JavaMail and base64 problem

M

Martin Gregorie

When I create and store a mail message by constructing a MimeMessage from
an InputStream and writing it to an mbox file using the mstor provider
some or all of its content will be encoded as base64 if the message
contains the "Content-Transfer-Encoding: base64" header.

However, when the messages are read back into Message objects, using
JavaMail and the mstor provider, some base64 encoded parts of the content
cause an exception. The exception message says that the base64 encoding
length isn't a multiple of 4 bytes.

I've never seen this error when reading messages from mbox files created
by Postfix - only when the message has been written by JavaMail/mstor and
then read back by it.

I'm using JavaMail 1.4.1 and mstor 0.9.11 on a Linux (Fedora 8) system.

Has anybody else seen this problem and, if so, how did you get round it?
 
M

Martin Gregorie

An example of the before and after versions of the Base64 text might be
useful here. If the length is not a multiple of 4 then either it is
being truncated or something is being added to the end.
Difficult, as they are buried in very large files, but I'll see what I
can do.

If the decode fails the message gets spat into a single message mbox file
where I can look at it. The failing region in this file is plain text in
the examples I've looked at, not base64 encoded, and doesn't seem to be
truncated. The exception can occur at the end of an attachment
(attachment has "Content-Transfer_Encoding: base64" and the rest of the
message is present) or at the end of the message body (message header has
"Content-Transfer_Encoding: base64").

The main point is that the files are not modified between being written
by program A and being read into program B, so I wasn't expecting any
problem of this type because both programs use the same set of supporting
class libraries and are run in the same environment.

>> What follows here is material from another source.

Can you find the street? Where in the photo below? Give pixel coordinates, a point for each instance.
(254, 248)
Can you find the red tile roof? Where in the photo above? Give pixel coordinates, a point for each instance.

I assume that the base64 encode/decode is in the depths of JavaMail
rather than in the mstor provider code and that, if the input bytestring
wasn't long enough it would be padded with '=' so its length is a
multiple of 4 bytes. Do these sound like reasonable assumptions?
 
M

Martin Gregorie

Base64 expects you to pad to a multiple of 4 with =
I know - I've read the RFC.

The problem is that I'm building the MimeMessage object for output with
the MimeMessage(Folder, InputStream) constructor which accepts the entire
message (headers and all) from the InputStream and parses them. To insert
the padding myself I'd have to parse the stream to decide if there is a
Content-Transfer-Encoding header that says base64 encoding is required
and, if so, find the right place(es) to add the padding into the stream.
They could be in the middle, for base64 attachments, or at the end, for a
single part base64 message. This is the job that I'd expect the
MimeMessage constructor to handle, since its already parsing the input
stream - at least that's what the Javadocs say it does.

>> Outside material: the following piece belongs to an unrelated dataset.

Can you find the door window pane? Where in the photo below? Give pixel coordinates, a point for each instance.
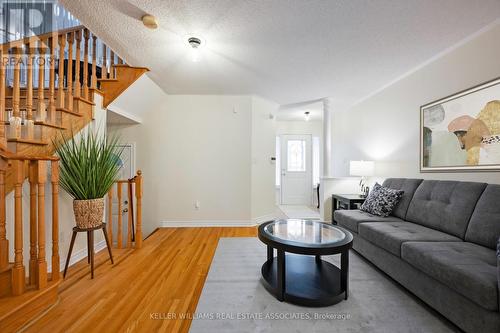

Neither MimeMessage nor MimeBodyPart give me any control over content
transfer encoding apart from manipulating the list of headers. The only
way I can get that control involves operating at a very low level and
directly using the methods in MimeUtility but I really want to avoid
doing that. I'm currently storing the headers and content for each
message in a single database row as two CLOB fields, which makes for a
nice, simple schema. I really don't want to split the parts of the
message content out because that would require me to use a recursive
structure of arbitrary depth (message parts can be multi-parts and so ad
infinitum). That is do-able, of course, but makes database handling
considerably more complex so its to be avoided if possible. Apart from
this one extract/reload task I have nothing else that would be helped by
using a more complex schema.
 
A

Arne Vajhøj

Martin said:
I know - I've read the RFC.

As far as I know, then the MIME standard does not mandate length to
be multiple of 4 and MimeUtility class does not implement it either.

It is standard base64 and implemented into MimeUtility that no
lines are longer than 76 bytes.

When \r\n are inserted then the length are no longer a multipla
of 4 (until another is inserted).

That does not explain your real problem though.

Arne
 
J

Joshua Cranmer

Arne said:
As far as I know, then the MIME standard does not mandate length to
be multiple of 4 and MimeUtility class does not implement it either.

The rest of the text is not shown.